Copyright © 2021 Elsevier Inc. All rights reserved.

Figures

Figure 1.
Figure 1.
Pure serous endometrial cancer (SER), (A) 100x and (B) 400x original magnification. Mixed serous and endometrioid endometrial cancer (SER-EM-M), as determined by histologic review by the G6 pathologists. A single case shows both (C) endometrioid-like areas and (D) serous-like areas, 200x original magnification. The term “mixed” was applied when disparate cell types could be identified. Endometrial cancer with features intermediate between endometrioid and serous, so-called indeterminate cancer (SER-EM-I) as determined by the G6 pathologists.

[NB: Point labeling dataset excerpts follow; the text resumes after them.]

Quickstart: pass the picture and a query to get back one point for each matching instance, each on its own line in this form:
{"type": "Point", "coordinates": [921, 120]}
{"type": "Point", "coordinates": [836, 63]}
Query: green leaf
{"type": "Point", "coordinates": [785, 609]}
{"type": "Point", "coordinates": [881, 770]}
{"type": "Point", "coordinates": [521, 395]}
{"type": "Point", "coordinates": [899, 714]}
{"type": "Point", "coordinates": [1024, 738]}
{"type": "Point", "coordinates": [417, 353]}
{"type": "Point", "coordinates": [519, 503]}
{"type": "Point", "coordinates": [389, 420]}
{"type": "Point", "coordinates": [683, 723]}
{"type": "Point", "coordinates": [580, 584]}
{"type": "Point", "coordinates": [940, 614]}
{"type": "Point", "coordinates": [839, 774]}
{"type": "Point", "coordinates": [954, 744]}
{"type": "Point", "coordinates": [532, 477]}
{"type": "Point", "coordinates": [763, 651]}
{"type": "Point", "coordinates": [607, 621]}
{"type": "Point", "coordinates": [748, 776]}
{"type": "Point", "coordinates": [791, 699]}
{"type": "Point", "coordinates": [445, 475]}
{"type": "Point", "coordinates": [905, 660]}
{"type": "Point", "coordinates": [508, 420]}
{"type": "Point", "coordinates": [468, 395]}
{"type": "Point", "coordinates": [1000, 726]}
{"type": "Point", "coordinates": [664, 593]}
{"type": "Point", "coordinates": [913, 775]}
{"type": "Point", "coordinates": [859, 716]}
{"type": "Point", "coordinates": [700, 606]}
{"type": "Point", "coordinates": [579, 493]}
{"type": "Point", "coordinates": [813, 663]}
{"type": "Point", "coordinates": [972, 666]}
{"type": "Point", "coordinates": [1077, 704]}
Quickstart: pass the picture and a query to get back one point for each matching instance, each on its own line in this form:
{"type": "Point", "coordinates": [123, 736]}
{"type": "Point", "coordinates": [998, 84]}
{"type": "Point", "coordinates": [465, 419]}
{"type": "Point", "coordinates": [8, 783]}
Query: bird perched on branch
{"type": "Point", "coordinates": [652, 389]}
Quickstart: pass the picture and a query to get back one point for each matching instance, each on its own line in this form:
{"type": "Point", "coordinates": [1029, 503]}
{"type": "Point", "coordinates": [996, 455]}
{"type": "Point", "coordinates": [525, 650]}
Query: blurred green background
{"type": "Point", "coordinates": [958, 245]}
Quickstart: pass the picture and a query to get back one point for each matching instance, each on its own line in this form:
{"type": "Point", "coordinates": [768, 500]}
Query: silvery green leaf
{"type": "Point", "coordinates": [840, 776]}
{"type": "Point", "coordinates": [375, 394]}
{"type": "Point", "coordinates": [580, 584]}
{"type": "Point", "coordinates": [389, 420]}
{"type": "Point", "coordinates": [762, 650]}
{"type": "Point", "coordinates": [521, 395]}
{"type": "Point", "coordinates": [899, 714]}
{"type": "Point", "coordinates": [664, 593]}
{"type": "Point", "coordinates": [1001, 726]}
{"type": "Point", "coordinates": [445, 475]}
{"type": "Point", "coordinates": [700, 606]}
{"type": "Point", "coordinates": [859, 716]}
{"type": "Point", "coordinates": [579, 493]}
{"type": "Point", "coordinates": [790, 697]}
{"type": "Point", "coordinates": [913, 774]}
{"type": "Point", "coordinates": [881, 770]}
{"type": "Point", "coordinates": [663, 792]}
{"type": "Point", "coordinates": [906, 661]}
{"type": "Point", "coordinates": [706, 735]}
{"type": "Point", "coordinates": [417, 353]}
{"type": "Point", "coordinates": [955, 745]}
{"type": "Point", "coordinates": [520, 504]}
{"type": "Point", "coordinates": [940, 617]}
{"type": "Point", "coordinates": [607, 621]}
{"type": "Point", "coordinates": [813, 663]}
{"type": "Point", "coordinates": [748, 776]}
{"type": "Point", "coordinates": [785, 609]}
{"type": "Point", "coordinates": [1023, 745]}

H&E examination at (E) 100x and (F) 400x shows cancer with a single morphology, with cells sharing some features of serous carcinoma (high-grade nuclei, high mitotic rate) and endometrioid carcinoma (tall columnar cells).
Figure 2.
Figure 2.
Predicted (A) progression-free and (B) overall survival of patients with three subtypes of serous cancer for stage I vs stage III based on a Cox PH model adjusted for age (67 years), race (white), and myometrial invasion (inner half).